Why is it so hard to have faith? Because you’ve been trying to cognitively know something that relies upon a ‘knowing’ of the heart. Spiritual practice loosens the ‘personal’ in favour of an interconnected life, at once our own and of reaching beyond ourselves, in a state of communion with that which lies beyond personal thought, beyond emotion, beyond memory. In this subtle, qualitative, interior, rich state, ever so delicate, a sharp attunement to things arising is cultivated, not as cognitive knowledge, but as heart-felt-known.

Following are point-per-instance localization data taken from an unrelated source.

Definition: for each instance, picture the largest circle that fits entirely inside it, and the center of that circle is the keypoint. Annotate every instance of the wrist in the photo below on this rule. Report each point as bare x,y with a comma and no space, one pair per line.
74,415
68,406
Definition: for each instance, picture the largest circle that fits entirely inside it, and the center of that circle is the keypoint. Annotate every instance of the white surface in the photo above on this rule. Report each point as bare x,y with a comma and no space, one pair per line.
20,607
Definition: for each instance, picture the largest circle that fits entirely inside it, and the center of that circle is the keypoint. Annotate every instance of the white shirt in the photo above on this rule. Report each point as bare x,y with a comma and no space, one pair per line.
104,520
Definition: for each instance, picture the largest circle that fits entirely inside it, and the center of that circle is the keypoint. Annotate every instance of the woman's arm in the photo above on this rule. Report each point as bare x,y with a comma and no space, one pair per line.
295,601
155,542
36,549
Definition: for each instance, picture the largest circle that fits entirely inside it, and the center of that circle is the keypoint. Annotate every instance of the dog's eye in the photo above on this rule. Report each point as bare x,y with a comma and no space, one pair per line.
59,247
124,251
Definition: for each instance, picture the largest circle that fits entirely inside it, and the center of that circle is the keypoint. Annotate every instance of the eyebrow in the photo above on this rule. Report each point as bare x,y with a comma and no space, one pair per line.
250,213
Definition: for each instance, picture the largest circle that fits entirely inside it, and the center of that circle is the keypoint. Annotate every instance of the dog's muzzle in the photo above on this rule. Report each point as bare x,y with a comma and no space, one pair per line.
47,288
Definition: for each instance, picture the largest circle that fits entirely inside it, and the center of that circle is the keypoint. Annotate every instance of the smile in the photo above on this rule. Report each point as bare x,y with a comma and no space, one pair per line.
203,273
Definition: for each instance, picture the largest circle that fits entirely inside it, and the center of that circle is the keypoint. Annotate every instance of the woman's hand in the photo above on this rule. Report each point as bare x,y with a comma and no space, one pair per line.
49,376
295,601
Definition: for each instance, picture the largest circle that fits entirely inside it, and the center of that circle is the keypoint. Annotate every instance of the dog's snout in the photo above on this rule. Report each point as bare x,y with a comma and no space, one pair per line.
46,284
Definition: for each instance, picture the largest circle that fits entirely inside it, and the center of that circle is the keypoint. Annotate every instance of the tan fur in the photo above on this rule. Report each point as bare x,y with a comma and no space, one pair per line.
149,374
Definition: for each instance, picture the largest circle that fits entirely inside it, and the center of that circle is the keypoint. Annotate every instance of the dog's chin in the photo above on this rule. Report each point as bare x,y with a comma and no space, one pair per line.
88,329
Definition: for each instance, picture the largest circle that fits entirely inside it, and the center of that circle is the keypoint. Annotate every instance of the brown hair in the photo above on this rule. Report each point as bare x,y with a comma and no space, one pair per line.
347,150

Why is it so hard to feel good? Because you’ve been practicing feeling bad or not feeling at all. Much of modern psychology, including the spiritually informed rise of secular Mindfulness, risks reinforcing a collective one-sided quest for happiness or sweet feeling. The contemplative character is one of almost infinite sensitivity to the whole emotional spectrum and to all beings, human or otherwise. Practice sensitivity. Widen the bandwidth. Goodness and a river of compassion will naturally flow in generous sensitivity.
Whatever you practice, you’ll eventually get very good at, and you’ve been practicing many of these things forever. We might all take our own hopelessly imbalanced lives as proof that practice works as long as we keep doing it. Like a good enough physician, you simply have to replace a harmful practice with one that does no harm. Why not?